6. Full 'cookie walls' are unlikely to be compliant

According to the guidance, a full cookie wall – i.e. requiring users to ‘agree’ or ‘accept’ the setting of cookies before they can access an online service’s content – is unlikely to represent valid consent on the basis that GDPR requires that consent be "freely given".

The Information Commissioner acknowledges that partial cookie walls that restrict access to certain content that requires the use of cookies could be valid. The blog post notes that there are "some differing opinions as well as practical considerations around the use of partial cookie walls" and that the Information Commissioner's Office will be seeking further submissions and opinions on this point from interested parties.

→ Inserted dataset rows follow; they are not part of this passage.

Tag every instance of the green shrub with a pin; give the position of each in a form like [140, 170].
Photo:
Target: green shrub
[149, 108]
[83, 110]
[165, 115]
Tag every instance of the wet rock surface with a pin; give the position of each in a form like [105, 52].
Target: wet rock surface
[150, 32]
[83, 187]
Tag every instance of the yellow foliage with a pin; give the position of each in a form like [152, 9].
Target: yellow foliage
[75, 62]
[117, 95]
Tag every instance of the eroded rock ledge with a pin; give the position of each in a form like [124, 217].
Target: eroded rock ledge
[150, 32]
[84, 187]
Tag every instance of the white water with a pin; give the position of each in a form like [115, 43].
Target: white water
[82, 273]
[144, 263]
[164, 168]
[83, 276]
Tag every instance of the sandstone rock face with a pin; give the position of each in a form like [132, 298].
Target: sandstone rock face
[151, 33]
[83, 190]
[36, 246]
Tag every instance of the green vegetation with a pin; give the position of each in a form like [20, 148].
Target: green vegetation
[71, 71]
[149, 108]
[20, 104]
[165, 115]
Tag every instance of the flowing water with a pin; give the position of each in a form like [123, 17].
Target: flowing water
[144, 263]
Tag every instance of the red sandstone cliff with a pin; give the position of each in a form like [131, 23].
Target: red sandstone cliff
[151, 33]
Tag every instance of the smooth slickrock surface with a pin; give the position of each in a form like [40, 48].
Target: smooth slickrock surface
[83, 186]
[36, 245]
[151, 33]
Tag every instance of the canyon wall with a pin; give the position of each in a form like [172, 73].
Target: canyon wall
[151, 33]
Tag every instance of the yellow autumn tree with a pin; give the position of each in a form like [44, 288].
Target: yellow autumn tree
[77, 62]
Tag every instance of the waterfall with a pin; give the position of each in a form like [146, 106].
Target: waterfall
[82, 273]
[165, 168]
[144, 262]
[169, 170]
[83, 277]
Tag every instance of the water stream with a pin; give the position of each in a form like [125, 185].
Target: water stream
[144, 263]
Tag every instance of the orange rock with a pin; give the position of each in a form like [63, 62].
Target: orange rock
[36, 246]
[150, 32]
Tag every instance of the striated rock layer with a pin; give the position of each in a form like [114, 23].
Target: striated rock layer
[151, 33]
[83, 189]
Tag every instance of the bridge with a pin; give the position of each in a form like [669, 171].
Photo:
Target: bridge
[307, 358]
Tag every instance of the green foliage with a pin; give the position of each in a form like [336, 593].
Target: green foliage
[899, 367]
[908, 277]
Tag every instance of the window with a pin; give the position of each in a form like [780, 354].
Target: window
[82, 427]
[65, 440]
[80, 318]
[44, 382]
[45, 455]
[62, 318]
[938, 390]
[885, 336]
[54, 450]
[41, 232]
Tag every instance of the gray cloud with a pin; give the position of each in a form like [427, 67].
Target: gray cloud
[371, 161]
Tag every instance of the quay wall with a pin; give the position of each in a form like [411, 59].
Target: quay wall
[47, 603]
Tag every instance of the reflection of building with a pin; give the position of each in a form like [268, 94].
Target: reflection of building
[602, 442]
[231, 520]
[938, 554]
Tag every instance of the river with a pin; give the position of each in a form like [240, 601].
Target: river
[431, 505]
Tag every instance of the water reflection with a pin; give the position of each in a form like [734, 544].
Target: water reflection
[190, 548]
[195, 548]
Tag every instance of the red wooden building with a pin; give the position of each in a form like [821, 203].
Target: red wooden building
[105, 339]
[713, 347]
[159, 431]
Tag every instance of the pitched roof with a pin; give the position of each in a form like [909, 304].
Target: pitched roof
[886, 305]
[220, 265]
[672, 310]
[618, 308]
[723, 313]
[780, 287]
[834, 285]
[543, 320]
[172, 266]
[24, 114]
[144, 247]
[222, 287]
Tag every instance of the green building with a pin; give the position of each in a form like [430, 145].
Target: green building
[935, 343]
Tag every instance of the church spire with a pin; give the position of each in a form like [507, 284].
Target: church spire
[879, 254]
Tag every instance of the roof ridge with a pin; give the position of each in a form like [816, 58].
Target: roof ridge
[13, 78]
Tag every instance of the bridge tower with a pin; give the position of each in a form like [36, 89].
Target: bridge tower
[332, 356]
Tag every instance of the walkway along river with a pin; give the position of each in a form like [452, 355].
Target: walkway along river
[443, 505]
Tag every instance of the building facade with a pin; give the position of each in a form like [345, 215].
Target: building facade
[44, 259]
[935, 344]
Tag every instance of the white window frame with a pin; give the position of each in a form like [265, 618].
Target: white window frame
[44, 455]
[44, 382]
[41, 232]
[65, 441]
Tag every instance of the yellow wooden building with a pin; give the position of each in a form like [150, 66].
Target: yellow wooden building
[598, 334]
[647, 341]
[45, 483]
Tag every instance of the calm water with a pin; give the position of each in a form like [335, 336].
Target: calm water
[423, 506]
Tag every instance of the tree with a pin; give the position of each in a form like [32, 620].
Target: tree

The guidance references the rights to freedom of expression and to run a business in its discussion of cookie walls. This suggests that the Information Commissioner is aware that free content - especially that provided by the media - is ad-supported and that banning cookie walls and making ad-related cookies optional will be problematic for many businesses, a point that also hinted at in the recent real time bidding report.

7. Analytics cookies are not exempt (though first party analytics cookies are unlikely to be a regulatory priority)

The new guidance stresses that analytics cookies are not exempt from the consent requirement. They do not fall into the "strictly necessary" exemption.

Though the Information Commissioner states that it is "unlikely that priority for any formal action would be given to uses of cookies where there is a low level of intrusiveness and low risk of harm to individuals" and first party analytics cookies are given as an example of cookies that are potentially low risk.